China announced a new trade-weighted exchange index Dec. 11 that values the yuan against a collection of other currencies. The move made official what had originally been announced in July 2005. At that time, China's central government — after leaving the U.S. dollar-to-yuan fixed exchange rate — had stated that official government policy would begin following a basket of currencies to set the benchmark rate, though the dollar remained the largest component of the basket.

What the Chinese government did not announce, however, is exactly which currencies would constitute that basket or how much weight each would receive.
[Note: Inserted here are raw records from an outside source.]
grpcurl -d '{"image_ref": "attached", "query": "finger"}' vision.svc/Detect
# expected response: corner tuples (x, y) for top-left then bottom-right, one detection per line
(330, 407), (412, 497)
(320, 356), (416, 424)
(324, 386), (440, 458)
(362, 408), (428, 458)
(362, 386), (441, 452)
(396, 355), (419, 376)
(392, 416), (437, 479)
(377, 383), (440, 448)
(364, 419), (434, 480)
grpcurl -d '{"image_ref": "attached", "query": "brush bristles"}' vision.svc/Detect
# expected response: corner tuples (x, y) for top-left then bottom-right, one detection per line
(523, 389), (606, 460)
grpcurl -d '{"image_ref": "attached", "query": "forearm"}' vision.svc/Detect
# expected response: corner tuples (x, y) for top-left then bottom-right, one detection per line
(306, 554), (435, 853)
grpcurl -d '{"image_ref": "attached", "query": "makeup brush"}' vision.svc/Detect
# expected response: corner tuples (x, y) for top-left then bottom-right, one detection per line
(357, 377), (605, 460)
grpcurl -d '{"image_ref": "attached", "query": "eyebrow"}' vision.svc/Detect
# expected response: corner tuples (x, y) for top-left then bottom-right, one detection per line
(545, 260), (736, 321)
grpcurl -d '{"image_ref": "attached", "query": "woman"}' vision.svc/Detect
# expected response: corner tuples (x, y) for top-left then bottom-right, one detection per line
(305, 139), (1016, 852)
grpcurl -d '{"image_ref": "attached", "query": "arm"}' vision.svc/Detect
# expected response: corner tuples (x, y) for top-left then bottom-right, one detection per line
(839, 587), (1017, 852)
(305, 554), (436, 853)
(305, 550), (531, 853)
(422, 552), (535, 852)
In fact, China withheld this information for a full decade, up until recently, when the currency exchange rate showed strong signs of currency appreciation. Beijing has now finally provided a full list of the currencies against which it has been setting the value of the yuan for 10 years.

But what does this year's disclosure mean? On a day-to-day basis, the newly disclosed index will help leaders and markets worldwide gauge how Chinese policymakers might react to changes in currency valuations. Based on the official announcement, Chinese officials will be using the yuan's value as of Dec. 31, 2014, as their benchmark; the extent to which the currency changes in relation to that value will guide their decisions about intervening with the exchange rate.

It also means China can now stop intervening to strengthen an already overvalued currency. With the dollar appreciating against most other currencies, by extension the Chinese yuan should also depreciate if Beijing stops intervening to strengthen it. And China now has completed the requirements to enter the Special Drawing Rights reserve currency basket, the elite club of global reserve currencies acknowledged and managed by the International Monetary Fund. After campaigning for entry by fulfilling the IMF requirements, Beijing can comfortably allow its currency to depreciate reacting to downward market pressures, since the currency had previously been propped up in order to become an internationally recognized reserve currency. Revealing the composition of the currency basket gives China a legitimate reason to stop currency intervention while also letting global financial markets know why.

By telegraphing the composition of the index to the financial markets, China will be better able to manage the buying, selling and holding of the yuan worldwide. It will also be able to slow the rate at which its foreign exchange reserves have been diminishing, largely as a function of its efforts to strengthen the yuan. Apart from the specific fiscal gains China gets from the big reveal, China may also mean this to be a step toward greater credibility on the global market. Other major central banks disclose their benchmark indices as standard practice, and China may simply aim to be numbered among the financial powerhouses.